Geçenlerde sokak ortasında bir üniversiteli genci öldürmüşler. Kimin öldürdüğü meçhulmüş. Faili meçhul yani… Aslına bakarsan bütün bir toplumdur o failin meçhulü. İnsanlar insanlara değer vermiyor. Kayıp yaşıyor herkes hayatı. Bir günü kurtarma kaygısı sarmalamış bedenlerini. Günü kurtaralım derken, hayatları boş bir kitabın çizik atılmamış sayfaları gibi kalıyor. Dünyanın en saçma kitabını yazıyorlar yaşayarak. Oysa yaşamak, ne güzel iştir yaşamak. İnsan gibi yaşamak… Hani niye yaşadığını bilerek yaşamak… Sahi niye yaşıyoruz biz? Bir bilinmeze koşar adım giderken, bu anlamsız yarışın içerisinde kaybolmak istercesine ne için yaşıyoruz? Oysa bu dünya, bu insanlar, bu canlılar “aşk”ın yüzü suyu hürmetine yaratılmış değiller midir? Bütün şiirler, şarkılar “Aşk için yaşamalı” demiyor mu?

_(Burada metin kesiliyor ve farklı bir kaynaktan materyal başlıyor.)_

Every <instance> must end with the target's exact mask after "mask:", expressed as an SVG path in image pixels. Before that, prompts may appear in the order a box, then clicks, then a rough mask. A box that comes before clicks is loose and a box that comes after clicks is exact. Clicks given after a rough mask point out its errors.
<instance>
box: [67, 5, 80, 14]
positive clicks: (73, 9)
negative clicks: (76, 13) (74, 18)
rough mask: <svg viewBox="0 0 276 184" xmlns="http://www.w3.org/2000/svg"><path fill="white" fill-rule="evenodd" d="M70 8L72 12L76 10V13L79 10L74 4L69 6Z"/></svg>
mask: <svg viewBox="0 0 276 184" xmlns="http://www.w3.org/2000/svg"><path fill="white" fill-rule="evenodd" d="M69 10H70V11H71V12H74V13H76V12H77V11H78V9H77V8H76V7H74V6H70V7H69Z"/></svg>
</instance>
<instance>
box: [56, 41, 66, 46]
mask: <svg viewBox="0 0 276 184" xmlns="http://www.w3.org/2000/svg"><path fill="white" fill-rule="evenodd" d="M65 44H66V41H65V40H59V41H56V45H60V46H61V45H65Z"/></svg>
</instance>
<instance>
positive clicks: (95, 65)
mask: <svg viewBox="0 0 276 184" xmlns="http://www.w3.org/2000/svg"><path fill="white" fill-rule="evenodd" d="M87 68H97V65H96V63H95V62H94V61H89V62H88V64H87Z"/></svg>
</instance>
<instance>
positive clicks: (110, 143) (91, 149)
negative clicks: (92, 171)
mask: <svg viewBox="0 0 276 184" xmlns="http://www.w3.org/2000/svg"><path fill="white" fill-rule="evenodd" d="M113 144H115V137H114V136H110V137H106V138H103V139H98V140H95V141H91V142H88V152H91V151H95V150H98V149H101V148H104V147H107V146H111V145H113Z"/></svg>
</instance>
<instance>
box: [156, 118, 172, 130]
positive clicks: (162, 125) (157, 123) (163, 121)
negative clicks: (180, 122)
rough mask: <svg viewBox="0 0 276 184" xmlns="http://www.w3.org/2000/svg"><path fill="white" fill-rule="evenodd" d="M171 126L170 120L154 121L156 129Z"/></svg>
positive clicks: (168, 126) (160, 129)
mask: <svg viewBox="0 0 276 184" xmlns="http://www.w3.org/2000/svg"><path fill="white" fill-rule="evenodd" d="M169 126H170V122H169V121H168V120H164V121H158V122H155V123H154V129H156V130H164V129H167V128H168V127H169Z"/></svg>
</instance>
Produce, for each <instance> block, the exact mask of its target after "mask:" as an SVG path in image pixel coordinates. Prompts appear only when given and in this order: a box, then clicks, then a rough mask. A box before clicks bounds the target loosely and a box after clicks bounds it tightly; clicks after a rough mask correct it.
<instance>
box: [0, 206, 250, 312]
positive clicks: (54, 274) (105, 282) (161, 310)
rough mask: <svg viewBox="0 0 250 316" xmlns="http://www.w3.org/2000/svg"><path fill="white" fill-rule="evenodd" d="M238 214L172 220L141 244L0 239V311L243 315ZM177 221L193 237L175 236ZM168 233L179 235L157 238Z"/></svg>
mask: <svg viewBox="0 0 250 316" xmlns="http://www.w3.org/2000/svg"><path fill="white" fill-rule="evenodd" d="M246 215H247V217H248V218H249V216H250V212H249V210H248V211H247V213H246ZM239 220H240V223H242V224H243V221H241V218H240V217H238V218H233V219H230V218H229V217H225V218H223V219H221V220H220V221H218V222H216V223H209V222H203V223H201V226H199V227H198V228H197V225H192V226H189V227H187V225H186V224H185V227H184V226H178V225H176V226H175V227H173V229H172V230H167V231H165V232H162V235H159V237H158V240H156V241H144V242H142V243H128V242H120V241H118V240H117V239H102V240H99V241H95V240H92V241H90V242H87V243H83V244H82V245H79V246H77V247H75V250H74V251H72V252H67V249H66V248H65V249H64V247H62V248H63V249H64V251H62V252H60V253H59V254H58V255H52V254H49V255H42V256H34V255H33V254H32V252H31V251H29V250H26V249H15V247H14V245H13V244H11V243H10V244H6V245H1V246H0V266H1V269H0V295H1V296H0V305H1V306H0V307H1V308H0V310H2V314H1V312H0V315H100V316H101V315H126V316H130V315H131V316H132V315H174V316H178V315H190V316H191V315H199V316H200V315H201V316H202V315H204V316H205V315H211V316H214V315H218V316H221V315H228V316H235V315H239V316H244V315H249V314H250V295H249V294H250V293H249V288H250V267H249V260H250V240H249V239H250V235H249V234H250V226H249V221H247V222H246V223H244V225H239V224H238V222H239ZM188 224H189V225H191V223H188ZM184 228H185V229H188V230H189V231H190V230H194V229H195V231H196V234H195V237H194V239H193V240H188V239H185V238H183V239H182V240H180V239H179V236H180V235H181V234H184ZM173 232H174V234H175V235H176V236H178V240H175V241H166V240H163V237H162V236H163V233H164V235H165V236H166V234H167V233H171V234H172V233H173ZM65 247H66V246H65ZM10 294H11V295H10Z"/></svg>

Hiç inanmadılar bana sevdiğim, sen de inanmadın. Zaten onun için gittin benden; “Bu kadar kısa zamanda aşk mı olurmuş” dediler, sen de dedin. Oysa ben aşktım, yani kendim olduğum bir şeyi sana yansıtmam öyle haftalarca süremezdi. Yani sana olan aşkımı sana göstermem, tamamıyla kişiliğimle alakalıydı. Bilmem anlatabiliyor muyum? Şunu anlatmaya çalışıyorum, aşk bende sabit; sevdiğim, uyduracak bünye arıyorum. Bütün meselem bu işte benim! Sen kalktın dedin ki: “Sen oynuyorsun!” Aslında insanlar arasında tek oynamayan bendim belki de. Kim bilir, bunun içindi belki beni anlamamış olman. Uzak bir ihtimaldi seni olmadığım gibi sevmek. Dedim ya, seni olduğum gibi sevdim, kaldıramadın.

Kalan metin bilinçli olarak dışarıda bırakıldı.